Mais le Vérificateur général botte en touche : « Ceux qui ont réagi n’ont pas fait l’effort de lire le rapport. S’ils avaient pris du temps, pour aller à l’intérieur du rapport et de le lire », ils auraient constaté que le rapport a porté sur des constations et recommandations relatives à la gouvernance administrative et financière des structures contrôlées et sur les impacts qui témoignent de la pertinence de la prise en compte des recommandations faites. Il a lorgné sur des exercices budgétaires antérieurs clos: 2021, 2020, 2019, …
Pour 2022, il devait scruter 1 200 contrats au départ, mais ce sont finalement « 3 000 contrats signés en 2022 » qui sont en train d’être passés au peigne fin par la poignée de 27 inspecteurs de l’IGE. Il a la « fierté de vous dire que cette mission est presque finie, le chef de l’État a commencé à recevoir les rapports. Et, le moment venu », les médias auront le « prochain rapport sur l’état de la gouvernance ». Aussi, sa boîte auditera « tous les contrats signés en 2023 » et « progressivement, nous allons nettoyer le passé et rattraper aussi l’existant dans le travail que nous faisons au quotidien. » Qui vieillira verra !
De l’indépendance
Pour le récent rapport, selon Jo Doré et Moussa, le Moïse Sylla de la Direction de la Communication et de l’Information de la présidence (DCI), l’IGE a travaillé en toute indépendance et a plutôt bénéficié du soutien du Doum-bouillant. Son personnel serait bien rémunéré, laisse-t-il entendre. S’y ajoutent, souligne le Vérificateur général, les dispositions du décret D/2018/246/PRG/SGG portant attributions, organisation et fonctionnement de l’IGE, réformée. Il martèle que le Prési de la Transition serait « ouvert » aux audit et évaluation des contrats signés sous son règne. Jo Doré et collabos seraient en train « de travailler librement… Le chef de l‘État n’a fait aucune immixtion dans les travaux que l’IGE est en train de faire. » Le Vérificateur général rassure : « Personne ne me fera dévier ». Il en serait de même pour ses 27 collabos. Lorsque ce sera le cas, il n’hésitera pas à démissionner, a-t-il laissé entendre.
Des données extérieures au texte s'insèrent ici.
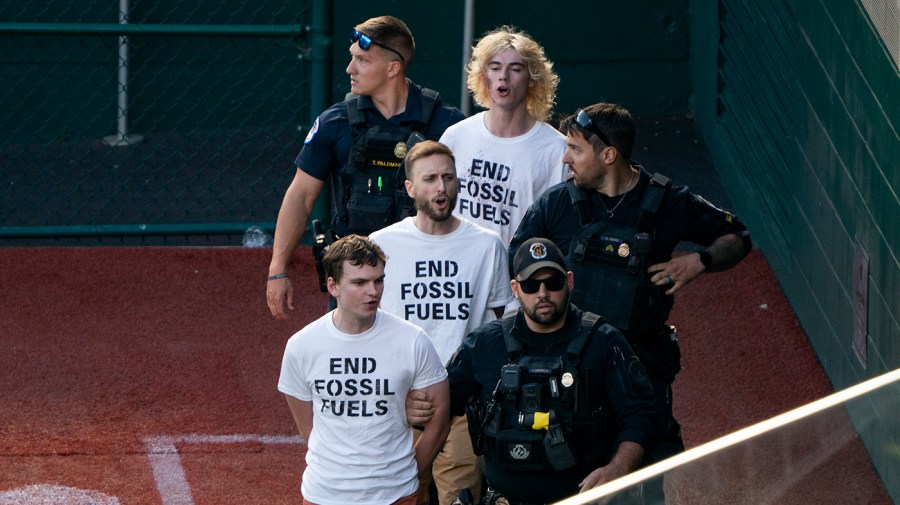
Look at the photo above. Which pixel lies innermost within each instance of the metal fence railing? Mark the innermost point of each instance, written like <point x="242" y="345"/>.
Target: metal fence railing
<point x="154" y="119"/>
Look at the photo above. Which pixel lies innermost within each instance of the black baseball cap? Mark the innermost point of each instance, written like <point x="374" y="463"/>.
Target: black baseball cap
<point x="535" y="254"/>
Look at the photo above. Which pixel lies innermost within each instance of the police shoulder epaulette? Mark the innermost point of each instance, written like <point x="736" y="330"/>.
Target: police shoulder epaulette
<point x="652" y="199"/>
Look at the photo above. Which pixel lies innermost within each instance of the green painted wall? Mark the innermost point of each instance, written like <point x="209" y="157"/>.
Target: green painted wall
<point x="802" y="117"/>
<point x="633" y="53"/>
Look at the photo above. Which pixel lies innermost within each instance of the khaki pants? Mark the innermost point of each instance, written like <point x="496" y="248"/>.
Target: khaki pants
<point x="456" y="467"/>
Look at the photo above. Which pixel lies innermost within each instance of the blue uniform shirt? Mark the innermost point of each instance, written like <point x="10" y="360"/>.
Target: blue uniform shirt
<point x="327" y="147"/>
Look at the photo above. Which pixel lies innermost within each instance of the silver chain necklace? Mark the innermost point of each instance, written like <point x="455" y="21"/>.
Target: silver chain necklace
<point x="609" y="212"/>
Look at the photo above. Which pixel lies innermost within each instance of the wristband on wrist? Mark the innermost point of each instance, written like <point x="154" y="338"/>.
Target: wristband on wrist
<point x="705" y="258"/>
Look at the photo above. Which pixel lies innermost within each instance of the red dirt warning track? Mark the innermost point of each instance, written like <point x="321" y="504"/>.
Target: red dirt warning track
<point x="147" y="375"/>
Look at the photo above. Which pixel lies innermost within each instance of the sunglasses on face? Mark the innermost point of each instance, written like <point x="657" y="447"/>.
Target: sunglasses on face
<point x="365" y="42"/>
<point x="531" y="286"/>
<point x="583" y="119"/>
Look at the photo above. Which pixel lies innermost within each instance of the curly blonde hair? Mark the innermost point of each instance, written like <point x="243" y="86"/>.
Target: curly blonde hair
<point x="541" y="96"/>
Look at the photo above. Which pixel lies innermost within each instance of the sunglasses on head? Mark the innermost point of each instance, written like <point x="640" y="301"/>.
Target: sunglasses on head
<point x="531" y="286"/>
<point x="365" y="42"/>
<point x="583" y="119"/>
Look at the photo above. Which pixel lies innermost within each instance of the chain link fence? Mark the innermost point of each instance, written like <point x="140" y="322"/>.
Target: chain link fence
<point x="148" y="121"/>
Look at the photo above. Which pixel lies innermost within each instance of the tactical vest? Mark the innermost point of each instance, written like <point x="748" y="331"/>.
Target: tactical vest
<point x="613" y="260"/>
<point x="368" y="192"/>
<point x="541" y="416"/>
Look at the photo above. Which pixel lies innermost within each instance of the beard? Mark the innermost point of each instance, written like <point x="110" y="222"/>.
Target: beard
<point x="425" y="207"/>
<point x="547" y="318"/>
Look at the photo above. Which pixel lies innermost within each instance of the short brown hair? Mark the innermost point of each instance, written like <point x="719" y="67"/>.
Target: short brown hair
<point x="613" y="120"/>
<point x="356" y="249"/>
<point x="425" y="149"/>
<point x="391" y="32"/>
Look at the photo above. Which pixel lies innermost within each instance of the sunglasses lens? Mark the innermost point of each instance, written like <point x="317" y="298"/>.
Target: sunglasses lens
<point x="531" y="286"/>
<point x="364" y="41"/>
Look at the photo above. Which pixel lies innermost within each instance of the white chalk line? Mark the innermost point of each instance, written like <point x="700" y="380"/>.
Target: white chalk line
<point x="168" y="472"/>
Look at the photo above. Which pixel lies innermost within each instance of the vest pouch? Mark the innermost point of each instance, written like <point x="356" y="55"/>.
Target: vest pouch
<point x="368" y="212"/>
<point x="518" y="449"/>
<point x="602" y="256"/>
<point x="405" y="206"/>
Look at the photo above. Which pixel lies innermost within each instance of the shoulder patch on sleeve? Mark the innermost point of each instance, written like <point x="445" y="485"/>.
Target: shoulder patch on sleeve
<point x="312" y="132"/>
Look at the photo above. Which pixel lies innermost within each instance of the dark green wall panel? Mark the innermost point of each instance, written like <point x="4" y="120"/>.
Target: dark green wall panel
<point x="803" y="126"/>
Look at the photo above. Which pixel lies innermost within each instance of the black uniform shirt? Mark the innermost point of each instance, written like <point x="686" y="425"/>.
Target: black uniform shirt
<point x="616" y="380"/>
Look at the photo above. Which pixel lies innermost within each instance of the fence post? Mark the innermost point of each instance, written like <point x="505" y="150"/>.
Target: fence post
<point x="122" y="137"/>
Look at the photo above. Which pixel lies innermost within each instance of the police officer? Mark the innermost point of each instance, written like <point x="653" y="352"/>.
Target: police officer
<point x="561" y="403"/>
<point x="358" y="144"/>
<point x="619" y="226"/>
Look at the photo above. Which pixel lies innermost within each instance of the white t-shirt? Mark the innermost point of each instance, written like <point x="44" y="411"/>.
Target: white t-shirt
<point x="446" y="284"/>
<point x="500" y="177"/>
<point x="360" y="449"/>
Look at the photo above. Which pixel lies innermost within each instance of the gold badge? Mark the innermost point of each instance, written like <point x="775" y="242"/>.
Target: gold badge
<point x="400" y="150"/>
De l’Office guinéen de publicité, OGP ?
Pourquoi l’OGP ne figure pas dans le rapport ? Jo le tout Doré de l’IGE répond : « L’OGP a fait l’objet d’une mission d’audit. Les conclusions ont été tirées et envoyées à l’autorité. » Seul le Prési pourra les publier. « Nos rapports sont destinés au Chef de l’Etat, nous avons l’obligation de protéger les informations sensibles auxquelles nous avons accès (…). Mais je puis vous garantir que l’OGP a été audité ». Et toc !
Du cas des faux diplômes ?
Jo Togna Doré a déploré « beaucoup de supputations », au sujet de « faux diplômes ». Il y a eu « un travail de fond effectué par l’IGE. Un rapport a été fait et adressé au ministre de la Fonction publique. Dans ce rapport-là, il y a la liste de toutes les personnes concernées : les années de recrutement, il n’a rien à voir avec les cadres actuels. Les gens veulent savoir coûte que coûte qu’est-ce qui s’est passé sous le CNRD. Est-ce que ce ne sont pas de faux diplômes que nous avons utilisés nous-mêmes pour être recrutés ? C’est un vieux rapport (…) Certains de ses auteurs sont dans la même salle. Moi, j’ai trouvé ce rapport. On a fait que renforcer l’équipe. » Il jure, la main sur le palpitant, que les faux diplômes ne « concernent pas les cadres qui viennent d’être recrutés ».
Ce qui ne semble pas rassurer certains qui auraient hérité de la « mauvaise gestion du passé ». Ils ne ferment pas l’œil de la nuit depuis la publication du rapport, susurrent les aigris.